2022 İçin Tahmin: Nereye Gitmeli?

Yorum: Bazı siyaset bilimciler, bilim adamları ve çeşitli uzmanlar yakın zamanda gelecek yıl için aşağıdaki noktaları içeren ekonomik tahminler sağlamak için toplandılar. Avrupa’daki doğalgaz krizi daha da kötüleşecek; Avrupa, çelişkiler nedeniyle tamamen parçalanacak; AB’deki göçmen krizi şiddetlenecek; ABD’de hiperenflasyon artacak; Demokratlar ve Cumhuriyetçiler arasındaki çatışma daha da kötüye gidecek; salgın devam edecek; Suriye, Libya, Donbass, Karabağ’daki askeri çatışmalar ve Tayvan etrafındaki durum çözülemeyecek; Çin ile Amerika çatışması yoğunlaşarak devam edecek. Daha birçok nokta var.

Bütün bunlara bakışınız nedir?

Cevabım: Dünya çapında bir anlaşmazlık var.

Soru: Nereye gitmeli? Neler olduğuna bir bakın!

Cevap: Hiçbir yere gitmeye gerek yok. Hiçbir yere. Başka gezegen yok, kimse sizi bir yerlerde beklemiyor.

Bir gezegeni mahvettiniz ve şimdi başka bir gezegene mi uçacaksınız? Eğer Dünya’yı uzaydan gözlemliyor olsaydınız, en hafif deyimiyle bu Dünya’nın etrafında ne kadar çöp döndüğünü görürdünüz. Dünyanın kendisi tamamen kaplıdır.

Soru: Peki tüm bu tahminler ne olacak? Uzmanlar, siyaset bilimciler, en azından bir şeyler önermeliler.

Cevap: Hiçbir şey teklif edemezler. Bu sonuna kadar devam edecek.
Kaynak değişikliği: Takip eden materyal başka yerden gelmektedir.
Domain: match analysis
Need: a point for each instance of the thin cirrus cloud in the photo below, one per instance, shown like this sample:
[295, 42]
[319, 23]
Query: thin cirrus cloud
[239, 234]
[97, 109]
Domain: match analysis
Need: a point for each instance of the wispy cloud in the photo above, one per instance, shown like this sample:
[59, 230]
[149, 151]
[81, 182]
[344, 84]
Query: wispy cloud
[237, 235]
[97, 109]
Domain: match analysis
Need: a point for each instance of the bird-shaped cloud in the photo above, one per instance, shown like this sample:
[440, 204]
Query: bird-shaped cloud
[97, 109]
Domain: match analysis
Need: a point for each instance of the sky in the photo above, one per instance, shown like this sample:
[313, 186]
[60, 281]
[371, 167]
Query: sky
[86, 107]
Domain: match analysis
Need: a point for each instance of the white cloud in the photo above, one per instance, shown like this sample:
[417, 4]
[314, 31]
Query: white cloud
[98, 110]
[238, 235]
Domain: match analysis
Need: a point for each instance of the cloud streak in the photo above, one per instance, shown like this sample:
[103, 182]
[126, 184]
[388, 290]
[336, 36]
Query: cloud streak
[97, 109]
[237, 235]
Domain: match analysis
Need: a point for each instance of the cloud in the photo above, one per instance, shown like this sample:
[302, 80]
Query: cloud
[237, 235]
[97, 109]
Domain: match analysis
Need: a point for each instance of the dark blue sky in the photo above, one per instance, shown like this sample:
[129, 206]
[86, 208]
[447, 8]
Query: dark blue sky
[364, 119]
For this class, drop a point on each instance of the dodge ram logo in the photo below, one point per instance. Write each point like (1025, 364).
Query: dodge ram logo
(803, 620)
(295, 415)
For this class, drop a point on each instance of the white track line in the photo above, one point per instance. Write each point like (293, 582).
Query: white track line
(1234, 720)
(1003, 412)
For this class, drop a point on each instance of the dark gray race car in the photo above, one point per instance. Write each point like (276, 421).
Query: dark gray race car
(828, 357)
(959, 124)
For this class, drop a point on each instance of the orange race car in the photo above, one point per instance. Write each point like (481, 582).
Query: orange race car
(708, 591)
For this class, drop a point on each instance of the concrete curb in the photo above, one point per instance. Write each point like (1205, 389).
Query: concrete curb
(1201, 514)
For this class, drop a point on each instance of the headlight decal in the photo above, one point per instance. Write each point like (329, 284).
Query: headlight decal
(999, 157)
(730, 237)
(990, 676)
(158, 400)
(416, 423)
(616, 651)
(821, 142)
Aksine, ellerinde hiçbir şey olmadığını fark etmeye başlıyorlar. akılda, ruhta ve kalpte hiçbir şey yok. Asıl kriz burada başlıyor.

Soru: Peki, onların kalplerinde ve ruhlarında ortaya çıkacağını düşünüyor musunuz?

Cevap: Hayır. Bu büyük karışıklıklar ve büyük acılar gerektirir. Bundan kurtulamazlardı. Atom bombasının altında yatmaya razı olurlardı, hepsi bu.

Yorum: Ama bir şey sunarlardı, daha önce bir şey inşa edilmişti.

Cevabım: O zaman daha saf oldukları içindi. Artık daha akıllılar. Sunacak hiçbir şeyleri olmadığının farkındalar.

Soru: Birdenbire insan aklının artık bütün bunları kavrayamayacağını mı hissediyorlar?

Cevap: İnsan zihni ancak mahvedebilir, bozabilir, kırabilir ve geleceği karanlık, kötü yapabilir.

Soru: Neden aklımıza böyle bir güven duygusu verildi?

Cevap: Böylece kafamız tamamen karışır ve aklımızın kesinlikle hiçbir değeri olmadığını fark ederiz. Sonuçta, insanı diğer tüm yaratılanlardan ayıran nedir? Akıl!

Kulağa çok saygın geliyor! Şimdi kim olduğunuzla gurur duyun. Kafanızda öyle bir mekanizma var ki, kalbinizde öyle büyük hisler var ki ama hepsi egoist, dar ve sıradan, küçük egoizmimize sabitlenmiş durumda. İşte bu yüzden hiçbir şey işe yaramıyor.

Soru: Gerçekten böyle mi? Kişinin fark etmesi gereken tek şey bu mu?

Cevap: Evet. Sadece bu, elinde hiçbir şey olmadığı, ya ölümdür, ya da… ama ölüm de bir seçenek değildir.

Soru: Elimizde ne var o zaman?

Cevap: Sadece aramızdaki ilişkilerde, komşunuzun sizin için kendinizden daha değerli olacağı, öylesine üst ilişkilere ulaşmak için birbirimize yakınlaşmaya doğru gitmek.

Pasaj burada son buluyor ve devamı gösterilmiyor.